¡Sí tienes!

Somos propensos a mirar lo que nos hace falta, en lugar de notar lo que tenemos. Hoy en plena cuarentena donde estamos guardados en nuestras casas, sin poder salir, empezamos a darnos cuenta que no necesitamos tantas cosas, y aveces no valoramos o nos damos cuenta de todo lo que tenemos.

Cuando nuestros ojos se enfocan en lo que no tenemos, nuestro corazón se empieza a llenar de insatisfacción y nos llenamos de sentimientos tóxicos como la amargura, la tristeza y la frustración.

La Biblia narra la historia de una mujer viuda, a la cual le llegan sus acreedores para llevarse a sus dos hijos como esclavos porque no tenia cómo pagar. 

Ella en su desesperación va donde el profeta de Dios y le cuenta su problema, esperando una repuesta o solución a su problema. La pregunta que El le hace es: ¿Que puedo hacer yo para ayudarte? ¿que tienes en casa?, a lo cual ella responde: "No tengo nada"
Mira bien lo que ella responde: "No tengo nada", luego completa y dice "solo una vasija de aceite". 

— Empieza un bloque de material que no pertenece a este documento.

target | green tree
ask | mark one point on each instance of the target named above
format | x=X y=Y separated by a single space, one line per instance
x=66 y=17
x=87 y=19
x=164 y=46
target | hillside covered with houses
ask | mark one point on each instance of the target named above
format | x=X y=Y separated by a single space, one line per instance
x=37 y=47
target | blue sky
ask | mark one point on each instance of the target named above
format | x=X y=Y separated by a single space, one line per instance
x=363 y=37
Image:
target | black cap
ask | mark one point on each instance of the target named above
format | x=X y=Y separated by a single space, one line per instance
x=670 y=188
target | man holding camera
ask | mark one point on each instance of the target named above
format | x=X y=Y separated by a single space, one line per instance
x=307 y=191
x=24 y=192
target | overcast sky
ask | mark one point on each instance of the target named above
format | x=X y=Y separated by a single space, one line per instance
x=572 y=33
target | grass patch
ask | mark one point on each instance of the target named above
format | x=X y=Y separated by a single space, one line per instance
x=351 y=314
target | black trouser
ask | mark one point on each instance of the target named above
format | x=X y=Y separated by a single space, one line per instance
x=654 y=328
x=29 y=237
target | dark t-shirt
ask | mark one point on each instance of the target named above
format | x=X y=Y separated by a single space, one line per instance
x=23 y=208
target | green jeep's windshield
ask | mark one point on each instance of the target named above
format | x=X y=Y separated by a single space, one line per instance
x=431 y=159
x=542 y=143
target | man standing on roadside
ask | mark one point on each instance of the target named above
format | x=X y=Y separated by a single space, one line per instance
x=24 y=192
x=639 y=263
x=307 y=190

En los momentos que las cosas no marchan muy bien, nuestra visión fácilmente se nubla impidiendo que veamos lo que tenemos en nuestra mano, así sea poco. 

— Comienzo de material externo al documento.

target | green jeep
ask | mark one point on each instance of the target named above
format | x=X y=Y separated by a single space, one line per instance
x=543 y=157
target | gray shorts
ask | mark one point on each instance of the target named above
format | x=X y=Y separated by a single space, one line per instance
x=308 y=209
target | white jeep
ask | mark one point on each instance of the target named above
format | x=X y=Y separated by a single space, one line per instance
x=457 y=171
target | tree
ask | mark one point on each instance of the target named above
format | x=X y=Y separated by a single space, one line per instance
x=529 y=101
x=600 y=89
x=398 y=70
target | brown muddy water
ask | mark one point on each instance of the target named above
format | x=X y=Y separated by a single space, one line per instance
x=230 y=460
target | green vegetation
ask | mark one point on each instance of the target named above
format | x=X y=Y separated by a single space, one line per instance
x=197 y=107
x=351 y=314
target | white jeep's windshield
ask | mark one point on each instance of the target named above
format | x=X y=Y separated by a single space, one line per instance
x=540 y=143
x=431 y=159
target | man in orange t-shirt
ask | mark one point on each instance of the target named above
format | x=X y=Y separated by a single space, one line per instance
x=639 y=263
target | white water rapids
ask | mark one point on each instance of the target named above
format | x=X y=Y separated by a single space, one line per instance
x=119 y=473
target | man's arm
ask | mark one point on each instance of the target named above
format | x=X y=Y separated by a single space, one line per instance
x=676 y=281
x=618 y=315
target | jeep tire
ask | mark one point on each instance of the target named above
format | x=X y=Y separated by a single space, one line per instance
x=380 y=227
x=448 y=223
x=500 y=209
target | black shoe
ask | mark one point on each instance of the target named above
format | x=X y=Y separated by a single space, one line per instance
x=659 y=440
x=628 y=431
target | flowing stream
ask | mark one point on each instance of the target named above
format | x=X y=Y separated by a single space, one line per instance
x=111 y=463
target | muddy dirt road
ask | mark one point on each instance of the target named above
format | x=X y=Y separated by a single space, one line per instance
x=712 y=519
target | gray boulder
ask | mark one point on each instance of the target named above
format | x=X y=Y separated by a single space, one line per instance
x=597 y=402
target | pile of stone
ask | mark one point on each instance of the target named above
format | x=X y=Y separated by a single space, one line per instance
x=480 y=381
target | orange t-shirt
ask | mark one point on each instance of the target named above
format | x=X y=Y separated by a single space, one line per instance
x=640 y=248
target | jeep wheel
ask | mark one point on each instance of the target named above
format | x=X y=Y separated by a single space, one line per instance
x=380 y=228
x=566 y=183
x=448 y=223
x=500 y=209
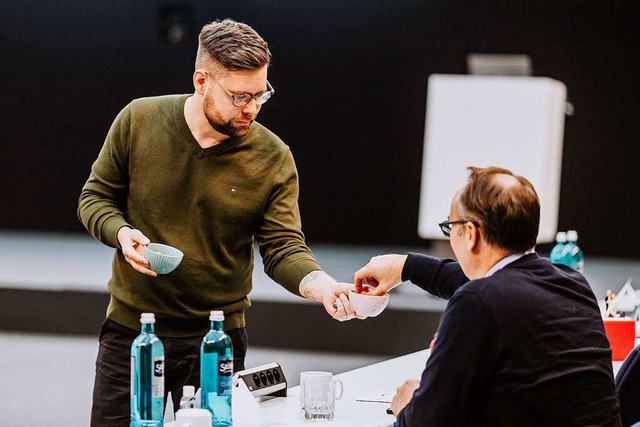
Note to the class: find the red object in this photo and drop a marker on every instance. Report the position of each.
(621, 333)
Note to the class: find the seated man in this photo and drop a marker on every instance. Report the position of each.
(521, 342)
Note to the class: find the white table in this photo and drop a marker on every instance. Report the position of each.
(367, 393)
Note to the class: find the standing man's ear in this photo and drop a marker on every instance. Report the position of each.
(199, 81)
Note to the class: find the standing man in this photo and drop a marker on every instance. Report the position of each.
(521, 342)
(195, 171)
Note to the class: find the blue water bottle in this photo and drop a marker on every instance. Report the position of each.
(216, 371)
(557, 254)
(147, 376)
(576, 254)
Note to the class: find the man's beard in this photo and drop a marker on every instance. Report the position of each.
(225, 128)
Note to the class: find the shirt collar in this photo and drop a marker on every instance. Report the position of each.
(507, 260)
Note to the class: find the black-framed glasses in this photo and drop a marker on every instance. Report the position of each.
(445, 226)
(242, 99)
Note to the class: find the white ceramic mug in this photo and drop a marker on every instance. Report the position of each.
(315, 376)
(320, 399)
(193, 417)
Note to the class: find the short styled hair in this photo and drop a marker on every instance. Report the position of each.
(231, 46)
(509, 213)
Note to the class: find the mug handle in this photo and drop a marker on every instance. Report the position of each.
(341, 389)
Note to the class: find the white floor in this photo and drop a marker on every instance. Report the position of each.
(47, 380)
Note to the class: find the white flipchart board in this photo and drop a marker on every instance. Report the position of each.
(511, 122)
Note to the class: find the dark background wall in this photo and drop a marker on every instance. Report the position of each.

Las crisis, la presión y la odiosa tendencia a compararnos con otros, nos instigan para no ver que siempre hay algo que tenemos disponible. Algo que podemos usar, que nos puede dar éxito, sacar de determinada situación o que es la respuesta a nuestro problema, pero no lo vemos, porque estamos cegados a todo lo demás

Recuerda que siempre:
Tenemos algo en nuestra mano. 
Hay algo para ayudar a otros.
Tenemos algo para salir adelante y algo para prosperar 
(Entendiendo como "algo", una cantidad indeterminada, generalmente reducida)

Así sea una migaja, un poco, no mucho, una pizca; ese "algo" que tenemos o que Dios ha puesto en nosotros, puede hacernos grandes, sacar lo mejor de nosotros, ayudar a otros o llevarnos a algo mejor.

Observa lo que esta a tu alrededor, examina lo que tienes en tu mano. 
Da gracias porque es MÁS lo que tienes, que lo que te FALTA! 

Cuando agradecemos la visión cambia y podemos ver lo que estaba escondido o que tal vez siempre estuvo allí. 

Siempre tenemos algo para prosperar y si Dios va con nosotros es mucho mas seguro y prometedor el camino.


El sol tiene una clase de gloria, mientras que la luna tiene otra 
y las estrellas tienen otra. 
Y hasta las estrellas se diferencian unas de otras por la gloria de cada una.

1 Corintios 15:41 TLA

Comentarios

Entradas populares de este blog

El que esté libre de Pecado...

No toda pérdida, es una pérdida!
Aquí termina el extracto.